The winning application included schemes to reduce food waste, empower community action and strengthen the city’s good food movement which seeks to improve food equality through better growing and eating.
The successful bid included; The Children’s Kitchen, a programme to help children learn how to grow and eat fresh produce; FOOD Clubs, which provides nutritious food at less cost for families across Bristol; and Grow Wilder, an education site for people to make positive changes around sustainable food growing and wildlife practices.
Bristol’s Deputy Mayor, Councillor Asher Craig, was the Chairperson of the Going for Gold Steering Group.
She said: “Bristol’s Gold achievement is a testament to the whole city rallying together and taking action, from citizens and organisations to policy makers.
“More than ever there is a collective energy calling for food that is good for people, communities and the planet to be available to everyone in Bristol.

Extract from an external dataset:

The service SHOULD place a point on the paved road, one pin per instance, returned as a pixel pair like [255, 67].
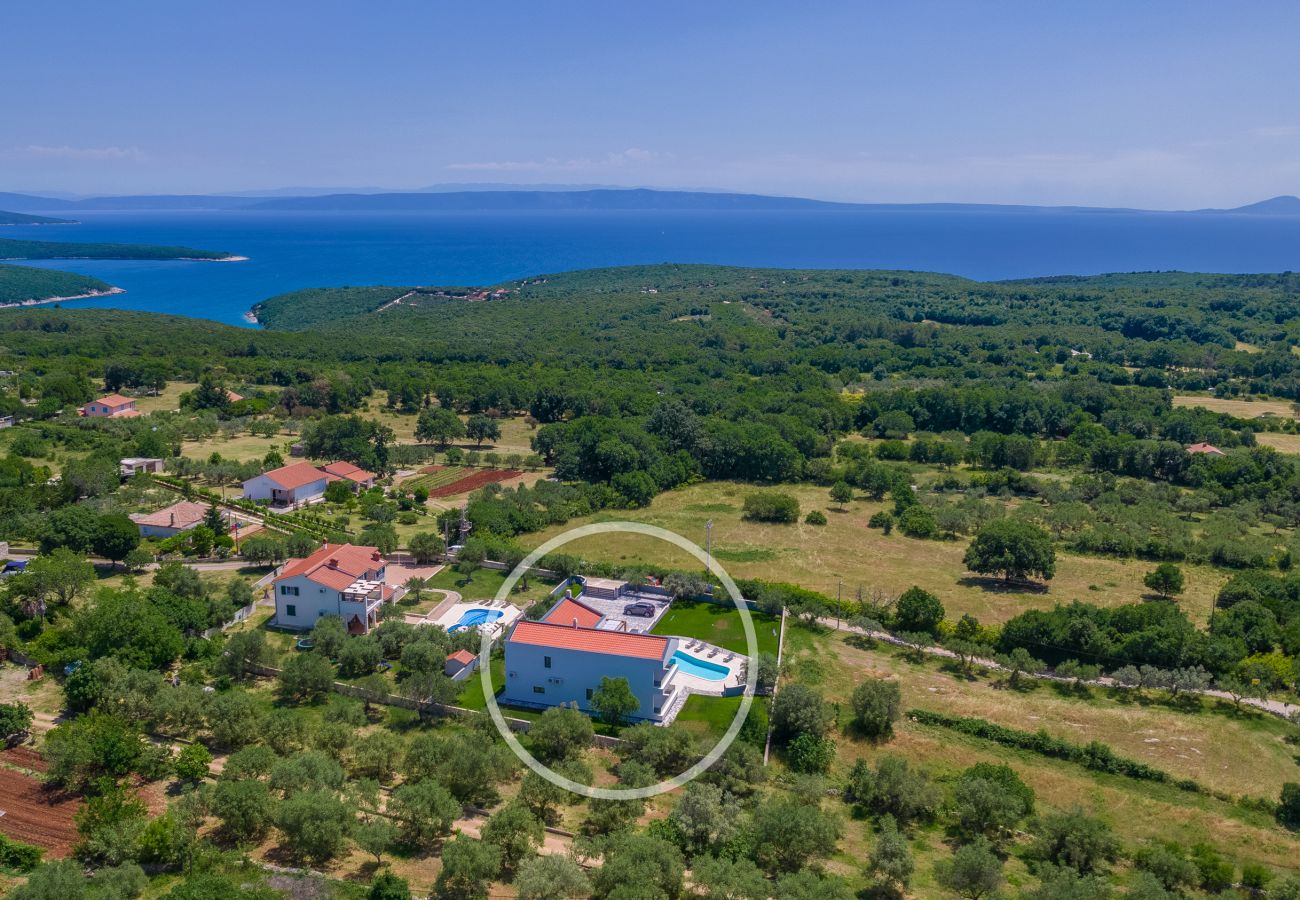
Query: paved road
[1275, 706]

This award makes clear that Bristol is on the right path towards a better food future for all citizens.”
Director of Bristol Food Network, Joy Carey, says the new Gold status recognises the effort of individuals, initiatives and projects across the city to make a positive difference.
“Since achieving silver status in 2016, we’ve been determined to support and uncover more individuals, projects and initiatives that are contributing positively to a fairer, healthier and more sustainable food system for the city and its citizens.
“Bristol is brimming with people who are passionate about doing better when it comes to food and it has been our job to capture their stories and impact, whilst doing all we can to support a joined up and holistic approach to food in the city.
“How we produce, trade, eat and waste food influences the most pressing issues facing us today: from climate and ecological breakdown to human health and well-being, from poverty and justice to animal welfare. This is why food matters and we’re delighted that this work has been recognised at the highest level.”